On provisioning, somebody needs to start dealing with these pro-cyclical things, particularly provisioning, where you build reserves in bad times and release them in good times. If you think about that at Bank of America, we over the last several years have built reserves to $23 billion. That's $23 billion worth of common equity after tax - the after tax effect would be a huge amount of tangible equity. Secondly, we would have paid taxes on it, at a time when the government needs tax revenue. So it makes no sense at all to make a bank look worse during bad times and then much better during good times.

Q. What's your opinion about restrictions on compensation for bank executives that take TARP money?

The issue with me is not me or the top four others.
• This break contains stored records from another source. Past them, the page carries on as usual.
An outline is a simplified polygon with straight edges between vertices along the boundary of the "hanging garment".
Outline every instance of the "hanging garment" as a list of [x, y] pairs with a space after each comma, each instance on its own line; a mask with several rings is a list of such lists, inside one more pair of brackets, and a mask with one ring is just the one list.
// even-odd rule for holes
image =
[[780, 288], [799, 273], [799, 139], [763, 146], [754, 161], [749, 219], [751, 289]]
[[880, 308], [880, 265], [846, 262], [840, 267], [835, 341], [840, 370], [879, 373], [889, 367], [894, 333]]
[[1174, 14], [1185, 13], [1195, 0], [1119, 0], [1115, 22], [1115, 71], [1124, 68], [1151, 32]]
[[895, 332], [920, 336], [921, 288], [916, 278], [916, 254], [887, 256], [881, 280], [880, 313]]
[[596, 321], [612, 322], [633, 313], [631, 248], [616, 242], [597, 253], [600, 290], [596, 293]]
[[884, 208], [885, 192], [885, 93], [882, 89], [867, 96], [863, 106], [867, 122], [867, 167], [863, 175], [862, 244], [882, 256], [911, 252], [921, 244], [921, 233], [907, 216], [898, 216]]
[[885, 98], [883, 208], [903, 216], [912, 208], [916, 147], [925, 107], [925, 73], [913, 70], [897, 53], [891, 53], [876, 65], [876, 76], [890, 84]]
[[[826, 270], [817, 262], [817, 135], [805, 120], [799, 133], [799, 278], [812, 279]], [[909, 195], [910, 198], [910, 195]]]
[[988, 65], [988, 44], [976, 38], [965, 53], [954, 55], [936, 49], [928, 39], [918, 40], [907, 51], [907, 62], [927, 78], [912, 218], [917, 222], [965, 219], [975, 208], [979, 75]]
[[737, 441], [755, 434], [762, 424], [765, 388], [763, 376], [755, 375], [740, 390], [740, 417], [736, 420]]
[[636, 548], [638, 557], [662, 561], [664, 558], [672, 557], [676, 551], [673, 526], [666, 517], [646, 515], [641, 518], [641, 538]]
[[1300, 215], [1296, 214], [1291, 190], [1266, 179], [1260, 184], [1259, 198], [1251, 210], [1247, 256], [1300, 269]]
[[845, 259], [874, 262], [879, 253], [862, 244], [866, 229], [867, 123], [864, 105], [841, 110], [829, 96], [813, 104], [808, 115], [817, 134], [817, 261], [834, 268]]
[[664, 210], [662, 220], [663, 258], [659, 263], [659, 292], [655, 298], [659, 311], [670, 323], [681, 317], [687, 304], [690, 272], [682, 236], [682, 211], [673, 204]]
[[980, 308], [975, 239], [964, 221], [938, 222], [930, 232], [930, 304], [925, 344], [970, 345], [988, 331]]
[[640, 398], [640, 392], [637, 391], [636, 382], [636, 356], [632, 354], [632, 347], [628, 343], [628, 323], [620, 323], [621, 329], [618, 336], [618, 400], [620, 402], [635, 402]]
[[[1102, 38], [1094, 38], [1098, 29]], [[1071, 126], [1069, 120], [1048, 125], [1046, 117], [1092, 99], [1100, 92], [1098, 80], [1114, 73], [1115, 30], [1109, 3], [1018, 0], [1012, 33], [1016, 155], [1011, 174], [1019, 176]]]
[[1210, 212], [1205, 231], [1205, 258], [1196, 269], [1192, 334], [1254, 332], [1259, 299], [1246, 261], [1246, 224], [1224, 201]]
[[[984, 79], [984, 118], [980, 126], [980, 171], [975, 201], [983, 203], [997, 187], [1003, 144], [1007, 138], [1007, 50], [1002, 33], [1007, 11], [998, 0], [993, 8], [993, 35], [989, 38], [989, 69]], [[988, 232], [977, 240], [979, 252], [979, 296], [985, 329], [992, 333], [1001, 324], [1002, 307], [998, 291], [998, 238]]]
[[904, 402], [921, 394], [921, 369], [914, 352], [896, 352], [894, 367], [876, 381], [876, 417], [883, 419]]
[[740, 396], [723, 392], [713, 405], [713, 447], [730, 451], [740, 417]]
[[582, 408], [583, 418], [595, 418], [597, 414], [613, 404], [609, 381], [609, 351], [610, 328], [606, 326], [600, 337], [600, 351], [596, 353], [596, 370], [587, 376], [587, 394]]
I've said before that we have a management team that cares a lot about each other and about our company, so they're not going anywhere as a result of not getting a bonus for a year or two. It does concern me, though, to (restrict the pay of the other top) 20 officers. Those people are paid a lot of money because they produce a lot of revenue, and they can be hired away by foreign banks and boutique investment firms, which do not have TARP money.

Q. So do you see dramatic changes in how banks pay their employees?

I said on Sept. 15 that I thought the golden era of banking and bank pay was over. However, some of the things being considered now could be very good in the sense that people are looking at compensation and saying that the very high proportion of pay being incentive-based caused behavior that was not appropriate. In hindsight, perhaps there's a better mix.

Q. What about at Bank of America specifically?

Not in the main. Remember, investment banking is a pretty small proportion. Mortgage bankers aren't going to be paid this way. Neither is a teller, neither is a consumer banker.

Q. The Glass-Steagall laws (which segregated commercial and investment banks) were brought down in the '90s, and now we've got all these issues with investment banks. Do you see any changes coming to that model of the broad, diverse universal bank that you've created?

It would be counter to what we've constructed, and our bank is different from some in that we integrate our activities in the way we serve our clients. And by the way, we see the benefits of our large corporate and investment bank coming together with Merrill. We're now doing deals that neither company would have done by themselves.

Q. We've had a little bit of a rally in bank stocks lately. What do you think is driving that, and can it be sustained?

I think over the next six months there will be enough signs to show that we're getting close to the bottom, so people will have to make that decision as to whether they will invest in the business or invest in the stock market. I'm looking forward to that time, obviously.